Pineapple Barbecue Pulled Pork, Slow Cooker Style

Pineapple Barbecue Pulled Pork, Slow Cooker Style

Quick! Quick! Hurry up and... WAIT!


I fancy myself a pretty good scrambler. I'm not blessed with amazing luck, nor am I fantastically organized, but things do seem to come together for me in the eleventh hour. Does that ever happen to you? I call it being 'Forty-Five Minutes Ready.' I can be showered dressed and out the door (looking presentable, even!) in forty-five minutes. I can have my house prepared for company (just don't check the closets!) in forty-five minutes. And I can have a pretty decent dinner on the table in forty-five minutes. It's just the way my life works. Forty-five minutes.

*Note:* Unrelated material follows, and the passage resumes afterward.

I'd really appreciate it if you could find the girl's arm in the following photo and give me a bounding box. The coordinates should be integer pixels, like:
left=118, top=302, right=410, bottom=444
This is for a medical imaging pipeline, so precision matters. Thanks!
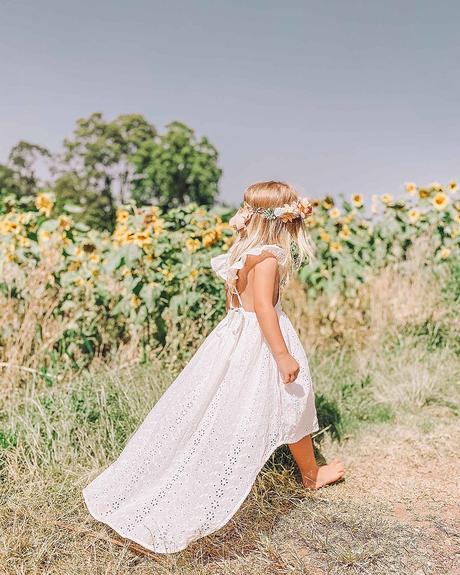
left=254, top=257, right=299, bottom=383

This recipe was born of my 'Nearly Prepared' way of living. I had thawed a pork shoulder with the intention of making our beloved slow roasted pulled pork. As I was setting up to throw everything in the slow cooker, I discovered we were completely out of Worcestershire sauce. And, that's kind of the main ingredient. So, I ducked my head into the pantry and started sifting through cans and bottles. It makes my husband crazy that I stockpile nearly anything canned, jarred or bottled that is on sale, but I can't tell you how many dinners this habit has rescued. I emerged from the pantry with a bottle of barbecue sauce and a can of diced pineapples. One more rummage through the deep freeze for some leftover hamburger buns and, folks, dinner was saved. And delicious to boot!

Slow Cooker Pineapple Barbecue Pulled Pork

Ingredients:

- One pork shoulder (about 5 pounds)
- One bottle barbecue sauce (about 18 ounces)
- One can diced pineapples, not drained (15 ounces)
- All purpose seasoning

Directions:

1. Sprinkle all purpose seasoning over the entirety of pork shoulder and place meat in slow cooker.
2. Dump can of pineapples over pork.
3. Pour bottle of barbecue sauce over pork.
4. Cover and cook 10 hours on low or 6 hours on high.
6. Shred with a fork and serve on hamburger rolls!
QUICK NOTE! My family loves this with a side of baked beans and canned corn. We use whole wheat hamburger buns, vegetarian baked beans and low sodium corn to keep things a little healthier.
So, tell me! Do you have a scramble recipe? What's your best on the fly meal? How much do you love stocking up the pantry?